Le commandant de la marine des Gardiens de la révolution islamique (IRGC) a déclaré mardi que l’Iran est en mesure de fermer le stratégique détroit d’Ormuz "sur ordre des plus hautes autorités du pays".
Supervisant un vaste exercice militaire en cours dans cette voie maritime reliant le Golfe persique au golfe d’Oman, le contre-amiral Alireza Tangsiri a assuré, selon les médias iraniens, que ses forces sont prêtes à exécuter toute décision dès qu’elle sera prise par les dirigeants iraniens.
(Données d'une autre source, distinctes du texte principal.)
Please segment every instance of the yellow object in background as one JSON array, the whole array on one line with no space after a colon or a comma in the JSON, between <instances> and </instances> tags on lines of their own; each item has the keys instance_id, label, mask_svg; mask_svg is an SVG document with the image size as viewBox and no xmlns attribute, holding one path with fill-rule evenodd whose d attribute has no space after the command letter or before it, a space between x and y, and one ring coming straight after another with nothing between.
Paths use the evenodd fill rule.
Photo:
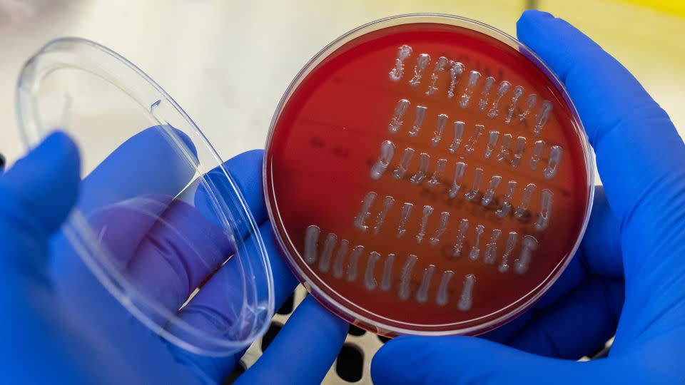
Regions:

Il a précisé que les armements utilisés en situation de guerre seraient "totalement différents" de ceux présentés lors des manœuvres actuelles.
L’exercice, baptisé "Contrôle intelligent du détroit d’Ormuz", a débuté lundi, à la veille du lancement du deuxième cycle de négociations nucléaires indirectes entre l’Iran et les États-Unis à Genève, sous médiation omanaise.
Ces exercices interviennent dans un contexte de fortes tensions entre Téhéran et Washington, accentuées par le déploiement de porte-avions et de bombardiers américains dans la région.
Vendredi, le président américain Donald Trump a annoncé l’envoi d’un second porte-avions au Moyen-Orient, alors que l’USS Abraham Lincoln est déjà positionné dans la zone avec plusieurs destroyers.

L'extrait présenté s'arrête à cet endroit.